The report reviewing littering bylaws and programs was requested at a city council meeting in September. One ask was that administration check the feasibility of increasing fines for public littering.
Littering in public spaces or on private land in Edmonton carries a fine of $250.
In municipalities examined in the report, littering fines ranged from $50 for a first offence in Regina and up to $25,000 for third or subsequent offences by a corporation in Saskatoon. In Calgary, litter on the street or from a vehicle can yield a person a fine between $500 and $750.
Administration says it "sees some merit" to increasing the fine for dumping on private land.
"I know that's a problem for some people, especially in more rural areas," Coun. Sarah Hamilton, who sits on the urban community and public services committee set to receive the report, said in a phone interview Friday.
Coun. Aaron Paquette, whose motion led to the review, said construction debris has been a major source of complaint in his neighbourhood. He said he's also seen an increase in the volume of calls about dumping.
"I've got a lot of rural [areas] in my ward and people just go out and they dump appliances, chairs, or just construction waste," Paquette said, adding that the economy has a part to play.
"If you're faced with possibly spending $50 to take something to a dump or you just dump it on a back road, if you don't have the money or you feel you don't have the money, you might just choose to dump it."

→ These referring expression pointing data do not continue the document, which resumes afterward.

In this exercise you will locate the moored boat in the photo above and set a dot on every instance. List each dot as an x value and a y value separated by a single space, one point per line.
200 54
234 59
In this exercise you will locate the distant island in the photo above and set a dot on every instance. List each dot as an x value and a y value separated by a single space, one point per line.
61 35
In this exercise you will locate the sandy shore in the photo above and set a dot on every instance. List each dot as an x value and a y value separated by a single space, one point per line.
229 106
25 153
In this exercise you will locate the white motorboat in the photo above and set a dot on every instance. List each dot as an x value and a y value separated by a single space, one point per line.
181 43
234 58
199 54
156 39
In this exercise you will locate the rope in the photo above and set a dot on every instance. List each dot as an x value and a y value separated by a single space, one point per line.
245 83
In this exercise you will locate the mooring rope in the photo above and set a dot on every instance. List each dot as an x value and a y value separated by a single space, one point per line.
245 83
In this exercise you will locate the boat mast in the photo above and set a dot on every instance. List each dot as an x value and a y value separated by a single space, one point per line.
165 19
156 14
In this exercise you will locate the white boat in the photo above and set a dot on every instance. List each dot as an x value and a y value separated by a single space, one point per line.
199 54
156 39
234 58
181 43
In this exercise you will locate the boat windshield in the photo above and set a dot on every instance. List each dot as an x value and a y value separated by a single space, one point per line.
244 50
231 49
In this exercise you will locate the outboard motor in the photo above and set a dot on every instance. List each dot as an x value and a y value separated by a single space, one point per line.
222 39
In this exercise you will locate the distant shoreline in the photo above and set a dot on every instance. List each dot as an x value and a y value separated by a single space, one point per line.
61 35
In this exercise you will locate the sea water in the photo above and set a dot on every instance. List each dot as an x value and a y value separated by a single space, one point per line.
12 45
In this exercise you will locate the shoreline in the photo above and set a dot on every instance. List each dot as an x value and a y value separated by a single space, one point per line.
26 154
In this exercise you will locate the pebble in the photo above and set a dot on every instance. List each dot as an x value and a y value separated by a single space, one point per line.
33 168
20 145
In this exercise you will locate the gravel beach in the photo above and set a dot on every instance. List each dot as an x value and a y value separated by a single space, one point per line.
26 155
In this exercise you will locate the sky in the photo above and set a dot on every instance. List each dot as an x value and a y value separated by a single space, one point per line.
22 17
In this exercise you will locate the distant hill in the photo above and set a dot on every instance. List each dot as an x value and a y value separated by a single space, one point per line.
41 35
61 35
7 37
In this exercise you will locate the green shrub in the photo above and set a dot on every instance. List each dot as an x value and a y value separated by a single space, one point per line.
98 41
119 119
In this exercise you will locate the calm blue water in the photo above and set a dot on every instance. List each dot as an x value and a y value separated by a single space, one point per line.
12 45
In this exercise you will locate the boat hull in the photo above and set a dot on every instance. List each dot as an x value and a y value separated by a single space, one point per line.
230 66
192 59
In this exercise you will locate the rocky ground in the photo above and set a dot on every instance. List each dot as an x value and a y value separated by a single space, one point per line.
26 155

'Some really good programs'
The report going to council's community and public services committee makes no recommendations beyond being received for information. But Paquette said it's a foundation for further action.

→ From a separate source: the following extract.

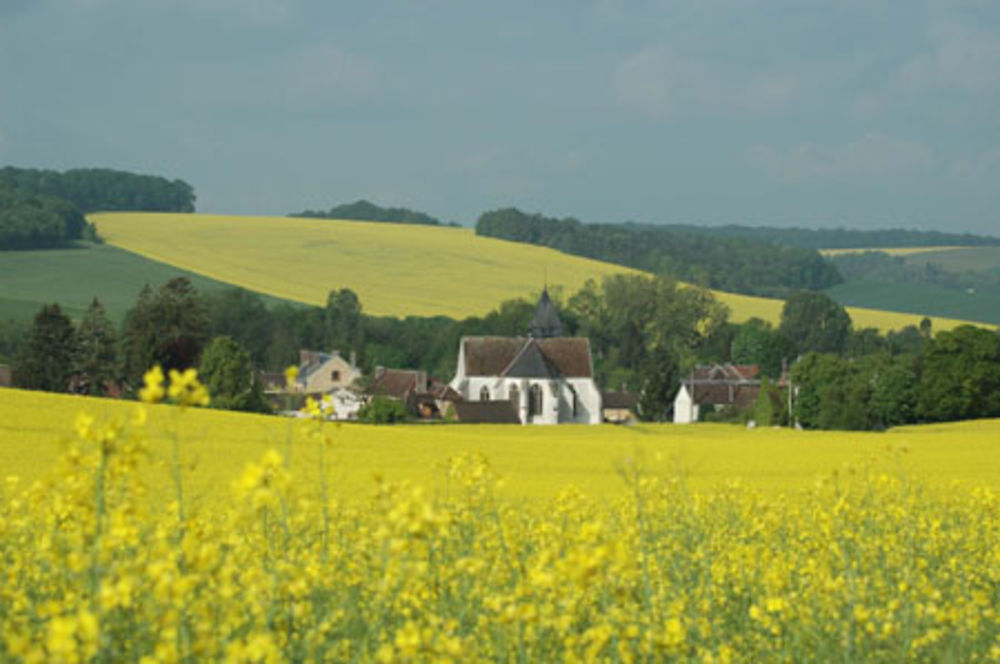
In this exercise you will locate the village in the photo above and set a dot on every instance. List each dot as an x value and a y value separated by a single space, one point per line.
543 377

"Part of the effort that we're going to be making … is that we actually have some really good programs like Capital City Cleanup," he said. "What we're going to be doing is drilling down into those, maybe even funding them more and encouraging the community to become part of the solution."
Capital City Clean Up is a litter reduction and graffiti prevention program first started in 2005. The program organizes litter pick-up events and provides supplies to residents, community groups and businesses.
The report says the program is doing research for a new litter campaign, which includes targeting specific audiences using social marketing.
Administration outlines several other areas to help reduce litter, including developing programming with local non-profit organizations and proactive enforcement campaigns. The report also notes administration is leading an initiative to redevelop bin design and placement.
A litter audit released in October found a decrease of about 25 per cent from 2018.